Le Défenseur des droits ne peut donc pas intervenir.

Je vous prie d’agréer, Monsieur, l’expression de ma considération distinguée.

Le directeur « Protection des Droits – Relations avec les usagers ». Fabien Dechavanne

 

Notre commentaire

 

Le Défenseur des droits répond négativement à notre demande d’intervention concernant l’ouverture gracieuse pour une année d’un compte bancaire à destination des femmes victimes de violences conjugales, par le Crédit mutuel Alliance fédérale.

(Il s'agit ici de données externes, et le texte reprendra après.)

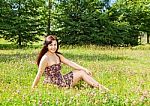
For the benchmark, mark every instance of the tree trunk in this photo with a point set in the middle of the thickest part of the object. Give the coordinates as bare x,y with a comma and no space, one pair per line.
148,38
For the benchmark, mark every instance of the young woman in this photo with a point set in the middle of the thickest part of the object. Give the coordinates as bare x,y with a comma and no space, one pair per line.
49,61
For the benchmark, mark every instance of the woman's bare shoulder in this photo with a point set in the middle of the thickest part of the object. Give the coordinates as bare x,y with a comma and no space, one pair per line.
44,58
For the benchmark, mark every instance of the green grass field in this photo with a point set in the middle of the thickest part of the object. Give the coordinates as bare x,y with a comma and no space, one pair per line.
125,71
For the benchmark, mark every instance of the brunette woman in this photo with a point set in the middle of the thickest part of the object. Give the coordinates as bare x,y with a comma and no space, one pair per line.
49,61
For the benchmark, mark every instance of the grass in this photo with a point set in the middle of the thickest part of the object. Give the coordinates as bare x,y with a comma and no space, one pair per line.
125,71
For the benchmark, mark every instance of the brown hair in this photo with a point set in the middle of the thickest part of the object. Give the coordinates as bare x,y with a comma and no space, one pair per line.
48,40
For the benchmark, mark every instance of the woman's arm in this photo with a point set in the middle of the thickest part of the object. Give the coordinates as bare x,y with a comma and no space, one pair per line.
41,69
73,64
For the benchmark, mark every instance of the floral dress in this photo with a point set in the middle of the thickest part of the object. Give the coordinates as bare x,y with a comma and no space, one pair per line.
54,76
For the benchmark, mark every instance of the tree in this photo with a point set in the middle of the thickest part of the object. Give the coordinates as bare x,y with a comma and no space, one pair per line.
21,20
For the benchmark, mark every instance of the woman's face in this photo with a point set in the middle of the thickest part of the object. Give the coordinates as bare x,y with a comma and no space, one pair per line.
53,46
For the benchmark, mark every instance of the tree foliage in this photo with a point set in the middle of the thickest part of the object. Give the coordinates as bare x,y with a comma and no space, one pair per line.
20,20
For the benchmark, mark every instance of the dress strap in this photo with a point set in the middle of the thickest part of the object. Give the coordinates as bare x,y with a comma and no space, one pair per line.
58,57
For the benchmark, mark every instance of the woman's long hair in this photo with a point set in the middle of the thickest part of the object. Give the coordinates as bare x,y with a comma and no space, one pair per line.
48,40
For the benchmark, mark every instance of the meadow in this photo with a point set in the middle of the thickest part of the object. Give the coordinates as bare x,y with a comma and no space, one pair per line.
125,71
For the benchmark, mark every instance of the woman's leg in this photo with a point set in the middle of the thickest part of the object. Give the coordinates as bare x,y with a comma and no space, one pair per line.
78,75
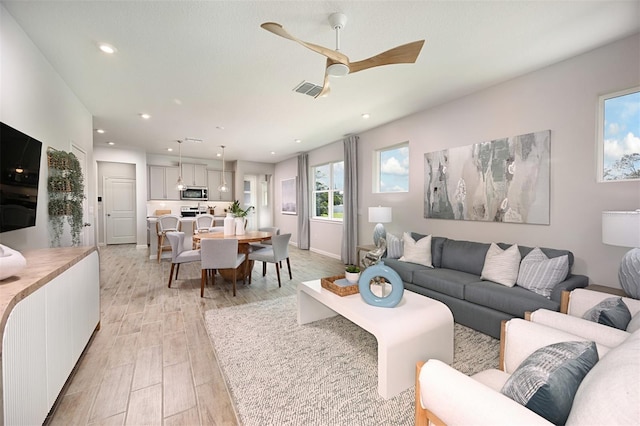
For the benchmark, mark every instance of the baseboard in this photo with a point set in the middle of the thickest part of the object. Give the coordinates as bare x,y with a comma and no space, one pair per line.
325,253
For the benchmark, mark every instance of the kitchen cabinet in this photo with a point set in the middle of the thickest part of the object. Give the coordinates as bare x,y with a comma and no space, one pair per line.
214,181
194,174
162,183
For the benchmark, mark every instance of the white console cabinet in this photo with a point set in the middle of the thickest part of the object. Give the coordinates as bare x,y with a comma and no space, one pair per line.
48,317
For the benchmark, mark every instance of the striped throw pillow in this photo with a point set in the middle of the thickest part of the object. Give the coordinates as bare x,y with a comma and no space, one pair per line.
540,274
501,266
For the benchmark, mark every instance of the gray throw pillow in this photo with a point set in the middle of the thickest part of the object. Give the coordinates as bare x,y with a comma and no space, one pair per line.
547,381
611,311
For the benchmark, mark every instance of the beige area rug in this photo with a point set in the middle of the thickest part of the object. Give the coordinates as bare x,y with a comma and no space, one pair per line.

Pourtant cette procédure correspond exactement à la définition que donne le Défenseur de la discrimination, à savoir un traitement défavorable, fondé sur un critère défini par la loi (sexe, âge, handicap…) et relevant d’une situation visée par la loi (accès à un emploi, un service, un logement…). En l’occurrence, le sexe des discriminés est le masculin (hommes victimes de violence conjugale), et le traitement défavorable qu’ils subissent est la non-obtention d’un compte bancaire gratuit.

Pour se justifier, le Défenseur fait référence à l’article 225-3 4° du code pénal, lequel évoque des situations particulières (par exemple embauche privilégiée de femmes dans un secteur traditionnellement masculin), dont il est incapable d’établir un rapport avec celle que nous évoquons. Dans cette situation, les deux sexes sont victimes. Nous sommes donc amenés à constater, une fois encore, que le Défenseur des droits a pris une décision idéologique, ne prenant en compte, face à une discrimination évidente, que les discriminées de sexe féminin, et ne prenant pas en compte les discriminés de sexe masculin.

Quant au Crédit Mutuel, il n’a pas, à ce jour, daigné nous répondre.